Me tiemblan las manos.
Estoy en el baño, sola, con los pies fríos y el corazón latiendo tan fuerte que parece que va a salirse del pecho.
El test está sobre el lavamanos. Dos líneas. Claras. Rosadas. Irrefutables.
Positivo.
Parpadeo. No sé cuánto tiempo llevo aquí. Siento que si me muevo, si respiro, el resultado va a cambiar. Como si fuera un espejismo. Pero no lo es. Las dos líneas siguen ahí.
Un bebé.
Mis labios tiemblan. Y una lágrima cae sin pedir permiso.
—Zoé… —la voz de Liam suena al otro lado de la puerta—. ¿Estás bien?

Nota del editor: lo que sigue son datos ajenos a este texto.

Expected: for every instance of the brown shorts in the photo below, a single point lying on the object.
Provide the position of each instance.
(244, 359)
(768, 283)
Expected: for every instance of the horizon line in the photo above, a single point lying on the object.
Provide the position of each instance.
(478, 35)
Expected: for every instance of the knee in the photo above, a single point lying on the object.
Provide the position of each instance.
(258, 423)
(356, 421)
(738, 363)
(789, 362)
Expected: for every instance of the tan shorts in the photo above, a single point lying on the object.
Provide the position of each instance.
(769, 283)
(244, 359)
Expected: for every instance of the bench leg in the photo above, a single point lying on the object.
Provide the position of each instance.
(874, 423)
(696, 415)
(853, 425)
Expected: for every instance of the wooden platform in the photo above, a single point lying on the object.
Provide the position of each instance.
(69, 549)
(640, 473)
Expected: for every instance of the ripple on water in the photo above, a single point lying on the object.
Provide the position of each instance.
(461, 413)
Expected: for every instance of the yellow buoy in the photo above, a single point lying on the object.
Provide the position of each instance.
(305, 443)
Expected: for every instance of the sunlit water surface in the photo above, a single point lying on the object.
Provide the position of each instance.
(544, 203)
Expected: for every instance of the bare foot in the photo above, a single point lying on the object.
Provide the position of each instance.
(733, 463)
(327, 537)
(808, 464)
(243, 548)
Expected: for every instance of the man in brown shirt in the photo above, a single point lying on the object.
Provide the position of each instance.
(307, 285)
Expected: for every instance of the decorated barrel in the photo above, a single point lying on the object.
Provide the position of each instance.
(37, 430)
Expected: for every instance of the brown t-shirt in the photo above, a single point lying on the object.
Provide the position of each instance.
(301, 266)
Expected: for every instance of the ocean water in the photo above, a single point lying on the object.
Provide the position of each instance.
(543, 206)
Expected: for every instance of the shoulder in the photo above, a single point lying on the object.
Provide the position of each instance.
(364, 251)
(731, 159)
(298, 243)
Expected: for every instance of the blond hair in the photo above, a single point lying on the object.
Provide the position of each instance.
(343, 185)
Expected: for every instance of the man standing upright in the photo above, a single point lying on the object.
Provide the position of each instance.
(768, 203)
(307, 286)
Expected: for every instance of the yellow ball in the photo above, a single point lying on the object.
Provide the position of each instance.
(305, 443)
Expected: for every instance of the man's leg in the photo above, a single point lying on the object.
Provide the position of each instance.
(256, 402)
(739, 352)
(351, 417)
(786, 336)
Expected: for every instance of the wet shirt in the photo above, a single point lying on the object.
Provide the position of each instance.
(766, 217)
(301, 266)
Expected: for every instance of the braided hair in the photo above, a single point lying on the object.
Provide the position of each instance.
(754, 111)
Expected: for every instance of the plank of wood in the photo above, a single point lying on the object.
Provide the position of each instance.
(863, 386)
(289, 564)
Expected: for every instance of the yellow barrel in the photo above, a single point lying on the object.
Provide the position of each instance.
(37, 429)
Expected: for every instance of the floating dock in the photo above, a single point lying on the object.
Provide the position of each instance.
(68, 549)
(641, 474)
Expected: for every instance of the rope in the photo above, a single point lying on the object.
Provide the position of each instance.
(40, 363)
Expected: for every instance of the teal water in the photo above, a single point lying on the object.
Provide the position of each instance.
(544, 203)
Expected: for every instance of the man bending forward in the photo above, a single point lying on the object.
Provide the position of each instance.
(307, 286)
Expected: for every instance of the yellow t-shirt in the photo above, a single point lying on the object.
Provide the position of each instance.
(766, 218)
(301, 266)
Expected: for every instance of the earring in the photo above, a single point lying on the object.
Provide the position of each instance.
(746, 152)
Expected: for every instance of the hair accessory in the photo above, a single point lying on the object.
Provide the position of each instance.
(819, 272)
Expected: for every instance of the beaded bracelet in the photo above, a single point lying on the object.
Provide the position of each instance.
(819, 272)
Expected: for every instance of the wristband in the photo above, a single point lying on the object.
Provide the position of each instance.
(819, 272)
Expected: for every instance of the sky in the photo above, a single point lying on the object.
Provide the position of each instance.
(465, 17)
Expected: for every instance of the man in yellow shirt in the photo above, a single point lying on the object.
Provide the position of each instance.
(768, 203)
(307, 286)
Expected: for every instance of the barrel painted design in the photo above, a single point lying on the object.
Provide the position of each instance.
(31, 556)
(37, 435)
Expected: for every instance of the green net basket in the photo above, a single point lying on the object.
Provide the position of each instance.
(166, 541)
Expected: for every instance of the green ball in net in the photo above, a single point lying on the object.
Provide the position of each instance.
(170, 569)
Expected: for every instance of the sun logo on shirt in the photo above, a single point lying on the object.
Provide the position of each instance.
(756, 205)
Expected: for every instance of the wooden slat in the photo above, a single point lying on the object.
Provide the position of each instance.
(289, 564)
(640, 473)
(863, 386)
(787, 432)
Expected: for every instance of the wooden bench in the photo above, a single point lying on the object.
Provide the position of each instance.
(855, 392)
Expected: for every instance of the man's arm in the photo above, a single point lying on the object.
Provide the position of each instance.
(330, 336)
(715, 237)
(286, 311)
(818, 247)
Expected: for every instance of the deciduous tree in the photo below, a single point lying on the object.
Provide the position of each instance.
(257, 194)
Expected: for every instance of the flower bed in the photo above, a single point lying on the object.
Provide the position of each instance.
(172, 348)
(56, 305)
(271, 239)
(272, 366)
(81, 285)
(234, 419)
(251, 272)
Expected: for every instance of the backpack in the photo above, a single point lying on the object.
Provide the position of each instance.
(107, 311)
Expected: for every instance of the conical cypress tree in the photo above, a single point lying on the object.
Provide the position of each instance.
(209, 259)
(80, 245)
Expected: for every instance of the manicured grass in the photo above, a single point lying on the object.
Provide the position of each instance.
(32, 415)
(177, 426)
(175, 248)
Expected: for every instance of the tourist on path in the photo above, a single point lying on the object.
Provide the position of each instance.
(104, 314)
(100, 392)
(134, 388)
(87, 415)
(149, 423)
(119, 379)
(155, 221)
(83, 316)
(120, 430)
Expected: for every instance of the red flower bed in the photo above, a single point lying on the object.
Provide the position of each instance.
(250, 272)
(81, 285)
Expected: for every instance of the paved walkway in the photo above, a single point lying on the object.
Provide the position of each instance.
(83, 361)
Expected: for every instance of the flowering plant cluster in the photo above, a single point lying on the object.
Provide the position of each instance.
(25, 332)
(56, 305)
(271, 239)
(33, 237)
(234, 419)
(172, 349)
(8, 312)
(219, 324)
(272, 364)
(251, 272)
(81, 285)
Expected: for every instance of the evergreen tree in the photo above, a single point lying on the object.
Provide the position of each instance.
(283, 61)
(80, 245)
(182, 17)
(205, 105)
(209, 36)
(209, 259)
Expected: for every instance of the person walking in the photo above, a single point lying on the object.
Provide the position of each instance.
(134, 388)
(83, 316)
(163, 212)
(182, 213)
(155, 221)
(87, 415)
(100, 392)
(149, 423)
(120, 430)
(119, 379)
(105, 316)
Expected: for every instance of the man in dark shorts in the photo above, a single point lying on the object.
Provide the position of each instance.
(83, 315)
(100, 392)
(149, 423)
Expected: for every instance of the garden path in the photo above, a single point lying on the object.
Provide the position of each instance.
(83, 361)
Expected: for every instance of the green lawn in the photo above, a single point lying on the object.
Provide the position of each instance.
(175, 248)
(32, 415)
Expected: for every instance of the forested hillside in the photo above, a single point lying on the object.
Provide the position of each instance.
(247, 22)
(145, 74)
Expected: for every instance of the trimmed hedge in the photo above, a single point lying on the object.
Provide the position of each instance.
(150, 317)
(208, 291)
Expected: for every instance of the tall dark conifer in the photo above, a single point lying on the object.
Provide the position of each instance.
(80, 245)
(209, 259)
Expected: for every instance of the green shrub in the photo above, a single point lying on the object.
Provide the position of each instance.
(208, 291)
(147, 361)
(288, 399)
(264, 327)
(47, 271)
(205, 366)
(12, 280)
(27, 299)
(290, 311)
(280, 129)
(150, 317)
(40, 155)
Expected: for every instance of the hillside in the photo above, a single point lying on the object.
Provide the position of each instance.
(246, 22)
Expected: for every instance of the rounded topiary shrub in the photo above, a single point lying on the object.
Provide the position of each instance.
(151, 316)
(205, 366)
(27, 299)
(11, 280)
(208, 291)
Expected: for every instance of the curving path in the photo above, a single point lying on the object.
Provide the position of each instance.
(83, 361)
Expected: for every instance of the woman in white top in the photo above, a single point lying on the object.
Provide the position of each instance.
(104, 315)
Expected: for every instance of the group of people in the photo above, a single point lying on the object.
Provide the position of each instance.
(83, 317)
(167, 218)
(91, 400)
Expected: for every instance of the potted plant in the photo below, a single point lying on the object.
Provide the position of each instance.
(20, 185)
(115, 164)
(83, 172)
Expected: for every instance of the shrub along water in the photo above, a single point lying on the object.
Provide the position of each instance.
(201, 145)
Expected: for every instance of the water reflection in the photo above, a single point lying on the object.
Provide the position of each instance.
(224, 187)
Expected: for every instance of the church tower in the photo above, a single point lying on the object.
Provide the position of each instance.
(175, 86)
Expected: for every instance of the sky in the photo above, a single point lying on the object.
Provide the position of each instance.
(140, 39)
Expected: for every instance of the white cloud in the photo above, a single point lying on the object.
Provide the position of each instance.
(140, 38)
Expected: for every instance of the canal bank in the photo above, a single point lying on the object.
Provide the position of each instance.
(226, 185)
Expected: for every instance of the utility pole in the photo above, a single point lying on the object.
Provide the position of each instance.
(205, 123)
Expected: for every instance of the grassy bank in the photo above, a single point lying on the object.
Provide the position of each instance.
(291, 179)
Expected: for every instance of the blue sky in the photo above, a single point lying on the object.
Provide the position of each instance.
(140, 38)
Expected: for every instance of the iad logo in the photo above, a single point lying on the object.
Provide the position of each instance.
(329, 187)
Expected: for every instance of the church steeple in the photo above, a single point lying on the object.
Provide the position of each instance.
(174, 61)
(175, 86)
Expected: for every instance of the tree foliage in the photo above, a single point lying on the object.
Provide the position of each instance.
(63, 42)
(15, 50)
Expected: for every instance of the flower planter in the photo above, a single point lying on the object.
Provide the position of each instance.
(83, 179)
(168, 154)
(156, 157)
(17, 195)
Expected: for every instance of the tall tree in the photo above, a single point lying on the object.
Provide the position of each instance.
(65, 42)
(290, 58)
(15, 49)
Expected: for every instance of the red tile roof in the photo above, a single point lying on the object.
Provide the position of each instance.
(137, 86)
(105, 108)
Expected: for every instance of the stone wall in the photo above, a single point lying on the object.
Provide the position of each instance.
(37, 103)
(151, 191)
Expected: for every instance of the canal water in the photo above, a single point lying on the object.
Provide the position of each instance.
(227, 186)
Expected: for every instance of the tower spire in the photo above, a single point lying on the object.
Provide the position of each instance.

No contesto. No puedo. La emoción me ahoga. Me aprieto el vientre con ambas manos, como si con eso pudiera abrazar la vida que crece en mí.

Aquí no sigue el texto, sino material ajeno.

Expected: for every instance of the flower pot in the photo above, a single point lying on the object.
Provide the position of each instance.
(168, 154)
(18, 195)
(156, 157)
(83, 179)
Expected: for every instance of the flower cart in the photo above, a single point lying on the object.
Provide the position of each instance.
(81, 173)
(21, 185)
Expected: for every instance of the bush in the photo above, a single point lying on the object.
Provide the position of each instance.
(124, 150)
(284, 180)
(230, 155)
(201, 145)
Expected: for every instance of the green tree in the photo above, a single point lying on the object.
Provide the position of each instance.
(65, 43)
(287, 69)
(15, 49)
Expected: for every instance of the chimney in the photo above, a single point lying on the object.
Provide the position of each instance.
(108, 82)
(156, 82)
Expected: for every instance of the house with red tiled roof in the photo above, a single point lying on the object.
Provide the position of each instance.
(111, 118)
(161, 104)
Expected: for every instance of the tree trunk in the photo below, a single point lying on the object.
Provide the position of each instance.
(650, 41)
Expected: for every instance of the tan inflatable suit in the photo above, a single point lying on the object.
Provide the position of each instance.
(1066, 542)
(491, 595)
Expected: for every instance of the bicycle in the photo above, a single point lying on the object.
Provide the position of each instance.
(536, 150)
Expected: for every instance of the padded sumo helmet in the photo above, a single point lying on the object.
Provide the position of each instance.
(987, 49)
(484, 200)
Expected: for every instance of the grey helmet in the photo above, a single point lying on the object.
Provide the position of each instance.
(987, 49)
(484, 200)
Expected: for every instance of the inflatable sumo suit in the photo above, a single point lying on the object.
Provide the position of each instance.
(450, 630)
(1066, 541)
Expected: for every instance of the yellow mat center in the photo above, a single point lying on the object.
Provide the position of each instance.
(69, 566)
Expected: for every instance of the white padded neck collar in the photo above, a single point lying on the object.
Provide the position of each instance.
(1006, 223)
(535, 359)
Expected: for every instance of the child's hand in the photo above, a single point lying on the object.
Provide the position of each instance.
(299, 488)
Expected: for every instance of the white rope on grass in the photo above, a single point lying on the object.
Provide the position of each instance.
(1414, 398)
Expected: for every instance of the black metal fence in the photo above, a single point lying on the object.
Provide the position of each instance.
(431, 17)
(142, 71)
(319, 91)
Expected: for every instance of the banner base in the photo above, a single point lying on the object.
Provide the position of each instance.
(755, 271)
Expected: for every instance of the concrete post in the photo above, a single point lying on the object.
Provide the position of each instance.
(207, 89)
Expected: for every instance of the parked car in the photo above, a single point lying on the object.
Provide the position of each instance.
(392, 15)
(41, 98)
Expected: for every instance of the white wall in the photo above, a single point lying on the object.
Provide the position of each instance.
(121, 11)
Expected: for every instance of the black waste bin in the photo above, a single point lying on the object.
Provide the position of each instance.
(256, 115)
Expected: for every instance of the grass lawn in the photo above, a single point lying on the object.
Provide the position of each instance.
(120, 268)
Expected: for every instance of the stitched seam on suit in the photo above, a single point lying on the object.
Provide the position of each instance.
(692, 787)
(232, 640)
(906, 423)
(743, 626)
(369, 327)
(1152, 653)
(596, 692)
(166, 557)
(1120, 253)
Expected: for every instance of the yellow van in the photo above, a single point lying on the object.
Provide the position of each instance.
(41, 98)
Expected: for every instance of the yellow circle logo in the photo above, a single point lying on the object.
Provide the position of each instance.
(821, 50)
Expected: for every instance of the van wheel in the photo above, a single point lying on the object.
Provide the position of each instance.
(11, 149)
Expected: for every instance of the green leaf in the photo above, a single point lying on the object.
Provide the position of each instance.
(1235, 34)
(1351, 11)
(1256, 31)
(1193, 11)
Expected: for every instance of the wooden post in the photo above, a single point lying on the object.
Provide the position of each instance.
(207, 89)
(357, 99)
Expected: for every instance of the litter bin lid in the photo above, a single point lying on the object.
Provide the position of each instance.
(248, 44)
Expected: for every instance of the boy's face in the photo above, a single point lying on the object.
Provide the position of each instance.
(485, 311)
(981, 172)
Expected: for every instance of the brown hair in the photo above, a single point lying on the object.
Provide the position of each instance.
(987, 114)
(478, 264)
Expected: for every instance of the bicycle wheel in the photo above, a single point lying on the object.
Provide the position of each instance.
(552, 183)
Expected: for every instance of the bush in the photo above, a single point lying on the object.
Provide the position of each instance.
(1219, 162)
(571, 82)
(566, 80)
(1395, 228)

La puerta se abre despacio. No la cerré con seguro.
Él está ahí. Su silueta alta. Camiseta blanca, pantalón de algodón, descalzo. Me busca con la mirada. Y cuando me ve, con los ojos rojos y el test en las manos, se detiene.
Yo solo le muestro el resultado.
Liam lo toma con delicadeza. Mira las líneas. Una vez.